Through our experience from numerical studies, we have found that the maximal accrual period of the minimax design is not very different from the accrual period of the corresponding single-stage design, a reasonable interim analysis should be conducted when the survival data are somewhat matured, and the rejection value of stage 1, c1, is not very different from 0. Given (α, 1 − β, r, b, Λ0(t), Λ1(t)), let a* denote the accrual period of the single-stage design. An efficient computational procedure to identify the minimax and optimal designs can be summarized as follows.
Search for Optimal Designs
Specify (α, 1 − β, r, b, Λ0(t), Λ1(t)).
Find the accrual period a* for the single-stage design requiring the smallest sample size.
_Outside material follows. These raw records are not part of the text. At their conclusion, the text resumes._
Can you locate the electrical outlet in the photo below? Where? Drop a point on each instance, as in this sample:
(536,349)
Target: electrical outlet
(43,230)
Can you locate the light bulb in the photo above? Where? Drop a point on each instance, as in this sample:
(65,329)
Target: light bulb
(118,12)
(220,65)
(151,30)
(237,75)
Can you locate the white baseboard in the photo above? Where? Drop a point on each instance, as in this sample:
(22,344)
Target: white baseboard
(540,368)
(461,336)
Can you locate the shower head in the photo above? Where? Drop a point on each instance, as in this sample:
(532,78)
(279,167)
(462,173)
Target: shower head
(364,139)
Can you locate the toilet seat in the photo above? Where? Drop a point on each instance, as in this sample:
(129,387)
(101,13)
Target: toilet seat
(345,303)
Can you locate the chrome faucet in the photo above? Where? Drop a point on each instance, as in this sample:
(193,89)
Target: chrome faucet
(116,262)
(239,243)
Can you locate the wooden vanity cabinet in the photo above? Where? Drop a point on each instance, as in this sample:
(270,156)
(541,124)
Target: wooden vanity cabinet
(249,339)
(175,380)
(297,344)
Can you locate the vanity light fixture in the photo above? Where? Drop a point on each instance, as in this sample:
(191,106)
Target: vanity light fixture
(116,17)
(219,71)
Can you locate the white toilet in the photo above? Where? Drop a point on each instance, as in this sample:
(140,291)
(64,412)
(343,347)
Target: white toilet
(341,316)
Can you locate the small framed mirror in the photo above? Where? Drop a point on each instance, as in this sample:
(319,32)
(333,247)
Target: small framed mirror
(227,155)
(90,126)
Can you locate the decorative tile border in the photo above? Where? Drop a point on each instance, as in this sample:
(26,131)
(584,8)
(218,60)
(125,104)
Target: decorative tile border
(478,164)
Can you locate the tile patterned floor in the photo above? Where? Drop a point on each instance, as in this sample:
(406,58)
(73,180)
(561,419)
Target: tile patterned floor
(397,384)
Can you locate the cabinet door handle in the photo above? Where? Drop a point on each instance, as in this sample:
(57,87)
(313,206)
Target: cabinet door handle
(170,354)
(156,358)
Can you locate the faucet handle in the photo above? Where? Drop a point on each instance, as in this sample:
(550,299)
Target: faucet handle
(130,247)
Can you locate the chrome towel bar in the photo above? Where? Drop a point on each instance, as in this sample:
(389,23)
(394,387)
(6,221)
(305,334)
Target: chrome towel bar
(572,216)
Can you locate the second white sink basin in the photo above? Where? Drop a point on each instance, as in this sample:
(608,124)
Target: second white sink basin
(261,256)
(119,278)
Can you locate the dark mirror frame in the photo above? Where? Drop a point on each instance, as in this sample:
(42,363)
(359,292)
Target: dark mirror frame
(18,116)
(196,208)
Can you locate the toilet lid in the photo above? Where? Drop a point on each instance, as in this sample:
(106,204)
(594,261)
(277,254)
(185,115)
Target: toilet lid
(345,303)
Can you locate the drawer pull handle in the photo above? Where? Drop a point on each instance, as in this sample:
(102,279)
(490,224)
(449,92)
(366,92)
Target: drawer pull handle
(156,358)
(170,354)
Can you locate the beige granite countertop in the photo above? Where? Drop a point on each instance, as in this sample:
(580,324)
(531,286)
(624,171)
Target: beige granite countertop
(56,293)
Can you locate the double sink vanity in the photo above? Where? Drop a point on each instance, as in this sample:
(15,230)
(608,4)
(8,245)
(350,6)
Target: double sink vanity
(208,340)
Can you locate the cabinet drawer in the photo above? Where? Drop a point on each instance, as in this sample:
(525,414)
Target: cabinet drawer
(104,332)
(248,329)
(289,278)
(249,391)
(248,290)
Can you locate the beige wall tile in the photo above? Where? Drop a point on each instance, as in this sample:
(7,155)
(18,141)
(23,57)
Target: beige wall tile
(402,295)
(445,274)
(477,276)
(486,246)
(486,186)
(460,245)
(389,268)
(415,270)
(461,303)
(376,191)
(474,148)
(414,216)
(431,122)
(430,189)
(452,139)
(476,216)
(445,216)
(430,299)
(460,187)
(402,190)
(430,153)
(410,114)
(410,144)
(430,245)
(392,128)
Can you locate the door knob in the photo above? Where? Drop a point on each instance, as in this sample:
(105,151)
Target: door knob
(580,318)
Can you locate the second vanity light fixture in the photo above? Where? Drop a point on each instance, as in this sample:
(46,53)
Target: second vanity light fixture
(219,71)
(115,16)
- Changing the values of a, τ and c1, calculate c and power. As reasonable range and increment for these design parameters, we chose a ∈ [0.80a*, 1.5a*] and τ ∈ [0.20a*, 1.2a*] with an increment of 1/r for each of them, and c1 = [−0.2, 1] with an increment of 0.005.
- If the power is smaller than 1 − β, then go to the next combination of (a, τ, c1).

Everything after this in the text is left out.